In the 1920s, the Restoration of St George’s Chapel was underway. Every effort was made to repair the structure with as little visible alteration as possible. However a significant change to the south porch, the main entrance used by worshipers and visitors to the Chapel today, proved unavoidable. The image shown above predates this change – it shows the Bray chantry with no buttresses and the south door in its original position.
In the early twentieth century the Chapel was in need of major restoration. From its initial construction, the width of the nave and narrowness of the aisles, combined with the extreme flatness of the roof, weight of the timber roof and stone vaulting, and ineffectiveness of the flying buttresses, was a source of danger. The roof and vault pushed the walls down and out causing them to lean. The brackets which should have supported the stone vault were not securely bonded to the walls. The flying buttresses, which should have provided supporting pressure from outside the walls to hold the roof up, were not sufficiently sturdy to do so. As a result, cracks had gradually formed from end to end in the vaults.
In December 1920, the restoration of the Chapel began. Sir Harold Brakspear, an architect and archaeologist with the experience needed for such complicated work, led the project. The firm of Thompson & Sons Ltd was contracted and managed on site by their foreman William Hopkins and Robert Burns Robertson, the Chapter Surveyor and Clerk of Works for the Dean and Canons of Windsor. Together, these men endeavoured to secure the building from ruin.

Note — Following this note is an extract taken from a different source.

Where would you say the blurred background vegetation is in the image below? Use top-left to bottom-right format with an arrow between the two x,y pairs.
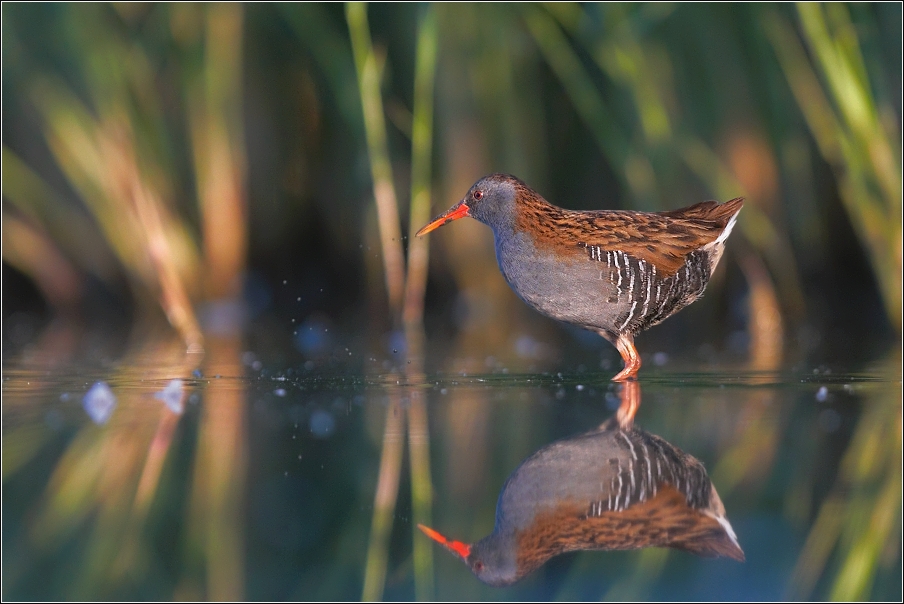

In 1925 work moved from the quire to the north and south transepts. Brakspear found that the walls were unable to support the stone vault and roof because they were constructed of thin masonry and large, high windows. Furthermore, there were no buttresses at the transepts to offer the much needed support! They were required to counteract the thrust of the vaulting, but required alterations to the appearance of the Chapel which Brakspear had hoped to avoid.
The addition of these buttresses is virtually the only portion of the works that has not been repaired on the exact lines of the original work, and no one can regret more than I do the necessity of their erection. – Sir Harold Brakspear, October 1926
The new buttresses were started in January 1925; both the north and south transepts were completed in the summer of 1926. The western-most buttress of the south transept (Bray chantry) covered more than half of the entrance to the Chapel. As a consequence, the south porch, built in eighteenth century in Portland stone, was removed and rebuilt at an angle. By building in this way, Brakspear was able to maintain the original archway of the inner doorway.

As worshippers made their way to the thanksgiving service to mark the end of the restoration on 4 November 1930, they followed a new pathway to the south porch. Nearly every feature of the Chapel had undergone some form of restoration or conservation, but this was one of few that were immediately obvious to the eye.